Here I go again, reviewing my own concert...

This concert came up rather abruptly (as regular readers of this blog will already know); there was a cancellation of a concert at the Chapel, so I grabbed it and pulled in two other musicians – Beth Fleenor and Bruce Greeley, both clarinetists. We played what we could on short notice (for what audience showed up at the last minute), and at least the two clarinetists pulled it off admirably.

We did three pieces (two relatively short, and one longer) from my StormSound Cycle.

First up, Beth played “Desert Bloom” (#3 in the Cycle). Essentially a drone piece more or less in the manner of Phill Niblock, it features microtonal variations on a single chord. Over the prerecorded sound of the kaen (Thai mouth organ), the clarinet is supposed to improvise more microtonal variations. I emailed the instructions and the prerecorded part to Beth, but there was some kind of a glitch in the email and she didn’t receive the instructions. For the warm-up, she played a beautiful modal cadenza over the prerecorded drones. I actually liked that better than how I’d originally conceived it; so (after we realized what had happened) we combined the styles: she began with microtonal drones, then gradually added pitches (with their microtones) and finally let the music blossom into melody. It was strikingly beautiful, and I think I will make sure that the piece is performed in this way every time (it will only take a minor adjustment of the written score). There is now a co-composer of one movement of the Cycle.

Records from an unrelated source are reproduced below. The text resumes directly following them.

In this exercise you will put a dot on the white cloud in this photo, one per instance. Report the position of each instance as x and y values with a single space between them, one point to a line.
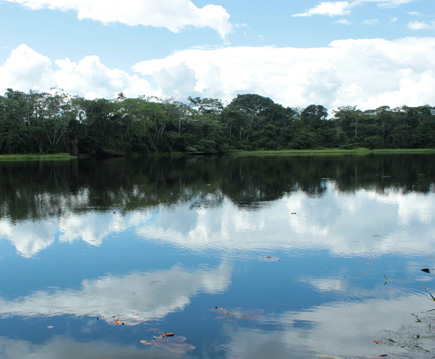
339 329
155 295
343 22
421 25
346 72
368 73
340 8
91 79
25 70
174 15
371 22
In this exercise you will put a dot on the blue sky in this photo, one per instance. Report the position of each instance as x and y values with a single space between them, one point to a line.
366 53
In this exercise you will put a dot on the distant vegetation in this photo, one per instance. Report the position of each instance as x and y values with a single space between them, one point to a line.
57 122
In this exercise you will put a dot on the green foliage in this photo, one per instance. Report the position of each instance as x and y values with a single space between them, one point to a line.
56 122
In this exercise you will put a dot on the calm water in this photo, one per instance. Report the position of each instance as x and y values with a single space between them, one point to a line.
275 257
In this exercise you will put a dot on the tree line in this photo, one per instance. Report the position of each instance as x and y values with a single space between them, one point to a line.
41 122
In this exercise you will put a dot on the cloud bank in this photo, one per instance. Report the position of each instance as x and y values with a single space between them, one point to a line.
342 8
174 15
367 73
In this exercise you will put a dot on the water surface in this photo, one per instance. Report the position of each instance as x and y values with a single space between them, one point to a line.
274 257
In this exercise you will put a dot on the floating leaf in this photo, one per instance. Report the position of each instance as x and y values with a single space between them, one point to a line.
172 342
240 313
269 259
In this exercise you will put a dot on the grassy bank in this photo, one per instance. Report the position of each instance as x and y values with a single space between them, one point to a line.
38 157
332 151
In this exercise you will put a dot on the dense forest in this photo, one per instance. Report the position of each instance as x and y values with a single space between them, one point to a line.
52 122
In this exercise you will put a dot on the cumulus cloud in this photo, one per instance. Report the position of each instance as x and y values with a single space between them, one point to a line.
421 25
340 8
156 293
26 69
336 329
174 15
360 72
367 73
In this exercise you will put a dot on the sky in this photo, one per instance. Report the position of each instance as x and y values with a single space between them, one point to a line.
364 53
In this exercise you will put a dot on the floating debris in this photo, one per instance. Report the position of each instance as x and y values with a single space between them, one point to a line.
239 313
170 341
269 259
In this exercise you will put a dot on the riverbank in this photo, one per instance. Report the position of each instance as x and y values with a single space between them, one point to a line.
332 151
37 157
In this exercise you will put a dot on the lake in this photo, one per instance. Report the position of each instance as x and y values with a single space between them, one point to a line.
218 257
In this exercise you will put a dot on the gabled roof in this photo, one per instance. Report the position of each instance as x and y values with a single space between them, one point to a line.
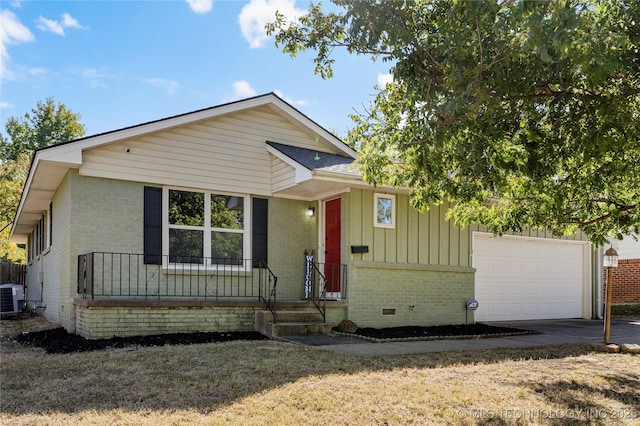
312 160
50 165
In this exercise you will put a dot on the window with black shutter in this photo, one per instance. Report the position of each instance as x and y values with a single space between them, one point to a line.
152 225
259 231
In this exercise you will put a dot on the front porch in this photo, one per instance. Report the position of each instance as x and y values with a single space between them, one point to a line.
121 295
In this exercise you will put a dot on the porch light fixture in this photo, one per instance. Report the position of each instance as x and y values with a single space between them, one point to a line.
610 262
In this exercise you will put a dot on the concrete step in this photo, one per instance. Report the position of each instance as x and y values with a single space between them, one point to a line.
291 323
299 328
292 315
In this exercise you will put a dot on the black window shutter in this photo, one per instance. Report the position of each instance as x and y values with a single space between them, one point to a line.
259 222
152 225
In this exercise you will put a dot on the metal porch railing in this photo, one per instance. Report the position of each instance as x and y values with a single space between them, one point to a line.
103 275
323 279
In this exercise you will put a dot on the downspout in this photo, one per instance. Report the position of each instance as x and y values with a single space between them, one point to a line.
598 280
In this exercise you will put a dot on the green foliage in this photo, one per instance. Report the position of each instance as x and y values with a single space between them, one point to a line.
523 113
47 124
13 174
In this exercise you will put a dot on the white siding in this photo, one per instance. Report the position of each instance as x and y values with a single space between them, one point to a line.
226 153
283 175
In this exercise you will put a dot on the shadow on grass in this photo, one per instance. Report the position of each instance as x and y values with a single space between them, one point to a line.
578 399
204 377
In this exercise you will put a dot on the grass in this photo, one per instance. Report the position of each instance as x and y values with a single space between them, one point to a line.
273 383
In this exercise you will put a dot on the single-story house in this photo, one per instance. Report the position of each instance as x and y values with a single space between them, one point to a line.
625 289
197 222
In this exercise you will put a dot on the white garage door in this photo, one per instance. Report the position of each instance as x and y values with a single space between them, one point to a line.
520 278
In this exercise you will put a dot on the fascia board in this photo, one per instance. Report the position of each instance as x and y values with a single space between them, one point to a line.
302 173
314 127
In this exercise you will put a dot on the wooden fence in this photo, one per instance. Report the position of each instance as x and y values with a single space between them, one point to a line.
11 273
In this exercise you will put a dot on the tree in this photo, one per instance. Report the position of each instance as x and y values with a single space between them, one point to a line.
522 113
13 174
48 124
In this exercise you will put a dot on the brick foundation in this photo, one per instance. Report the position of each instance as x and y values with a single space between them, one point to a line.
626 282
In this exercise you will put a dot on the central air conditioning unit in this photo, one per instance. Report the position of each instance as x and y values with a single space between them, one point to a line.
11 299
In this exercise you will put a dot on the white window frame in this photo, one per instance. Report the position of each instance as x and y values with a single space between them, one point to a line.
376 200
206 229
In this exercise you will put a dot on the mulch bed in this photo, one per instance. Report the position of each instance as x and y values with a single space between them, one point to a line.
438 331
59 341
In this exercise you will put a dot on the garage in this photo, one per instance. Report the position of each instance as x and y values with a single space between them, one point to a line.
523 278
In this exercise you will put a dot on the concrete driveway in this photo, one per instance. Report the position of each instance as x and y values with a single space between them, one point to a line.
552 332
623 330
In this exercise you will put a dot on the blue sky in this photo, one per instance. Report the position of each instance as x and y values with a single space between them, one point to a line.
121 63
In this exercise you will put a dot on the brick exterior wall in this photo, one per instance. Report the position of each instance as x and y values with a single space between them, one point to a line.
393 295
109 321
626 282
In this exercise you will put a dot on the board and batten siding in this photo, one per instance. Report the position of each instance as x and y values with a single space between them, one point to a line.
425 238
225 153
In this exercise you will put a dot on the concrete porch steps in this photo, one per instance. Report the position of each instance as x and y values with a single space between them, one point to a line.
291 322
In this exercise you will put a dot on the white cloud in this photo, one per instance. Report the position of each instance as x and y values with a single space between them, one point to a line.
58 27
11 32
291 101
95 78
50 25
169 85
69 21
384 79
258 13
200 6
242 89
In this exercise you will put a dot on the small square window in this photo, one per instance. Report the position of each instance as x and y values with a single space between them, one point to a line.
384 211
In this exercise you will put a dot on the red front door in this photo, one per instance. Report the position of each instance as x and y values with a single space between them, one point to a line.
332 245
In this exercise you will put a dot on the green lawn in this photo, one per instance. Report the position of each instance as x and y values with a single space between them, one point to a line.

The second piece was “Frogscape” (#18 in the Cycle), which I played on piano almost to break the tranquility with something humorous. The piano simply plays rhythmic chords over prerecorded frogs; in a sense, it acts like another frog. The piece perhaps sounds trivial, particularly after the deep peace of “Desert Bloom”, but it occupies a similar space in the complete Cycle: coming on the heals of the only other piece in the set that doesn’t use processed nature sounds, “Song from Deep Silence”, it serves as a reminder that not all is well in nature… It is a slightly comical interlude no matter when it is played, and, as an audience member pointed out later, frogs (like chickens) are inherently funny.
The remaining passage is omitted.